CONTENTS Introduction Methods Results and Discussion References
Northeast Fisheries Science Center Reference Document 07-01
Sandra J. Sutherland, Nina L. Shepherd, Sarah E. Pregracke, and John M. Burnett
Accuracy and Precision Exercises Associated with 2006 TRAC Production Aging
National Marine Fisheries Serv., Woods Hole Lab., 166 Water St., Woods Hole MA 02543-1026
Web version posted January 23, 2007Citation: Sutherland SJ, Shepherd NL, Pregracke SE, Burnett JM. 2007. Accuracy and precision exercises associated with 2006 TRAC production aging. US Dep Commer, Northeast Fish Sci Cent Ref Doc 07-01; 20 p.
Information Quality Act Compliance: In accordance with section 515 of Public Law 106-554, the Northeast Fisheries Science Center completed both technical and policy reviews for this report. These predissemination reviews are on file at the NEFSC Editorial Office.
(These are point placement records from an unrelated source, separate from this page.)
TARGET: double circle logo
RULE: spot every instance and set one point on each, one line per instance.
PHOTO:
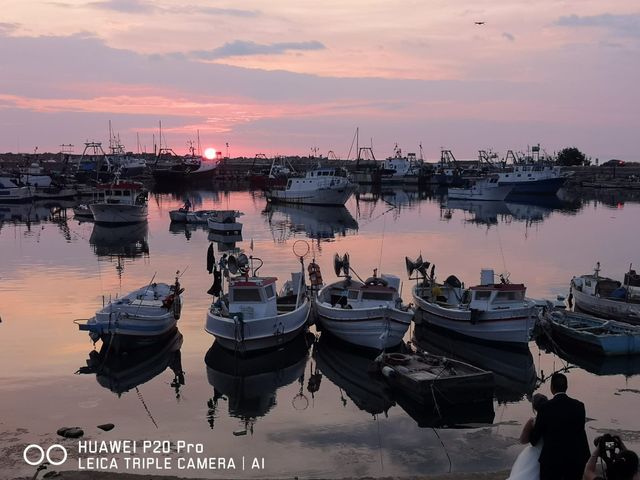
(42, 455)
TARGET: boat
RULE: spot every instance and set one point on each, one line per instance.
(429, 379)
(367, 313)
(316, 221)
(514, 372)
(141, 317)
(121, 373)
(82, 213)
(251, 316)
(224, 222)
(10, 192)
(486, 189)
(593, 334)
(251, 383)
(605, 297)
(122, 202)
(495, 312)
(321, 186)
(348, 369)
(531, 174)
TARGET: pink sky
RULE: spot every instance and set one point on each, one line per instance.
(285, 77)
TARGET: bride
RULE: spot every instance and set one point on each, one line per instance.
(526, 466)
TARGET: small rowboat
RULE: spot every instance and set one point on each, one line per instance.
(604, 337)
(429, 379)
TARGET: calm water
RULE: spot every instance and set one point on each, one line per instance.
(310, 410)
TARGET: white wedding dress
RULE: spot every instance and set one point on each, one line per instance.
(526, 466)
In production aging programs, age reader accuracy can be thought of as how often the “right” age is obtained, and precision as how often the “same” age is obtained (Campana 2001). It is possible that, over time, an age reader may inadvertently change the criteria that are used for determining ages, thereby introducing a bias into the age data. This bias can be measured with accuracy tests, which consist of the age reader blindly examining known- or consensus-aged fish from established reference collections. An age reader may also make periodic mistakes, which introduces random errors into the data. The degree of this error can be measured with precision tests, which consist of the age reader blindly re-aging fish which they have already aged. Both accuracy and precision must be considered within a quality-control monitoring program.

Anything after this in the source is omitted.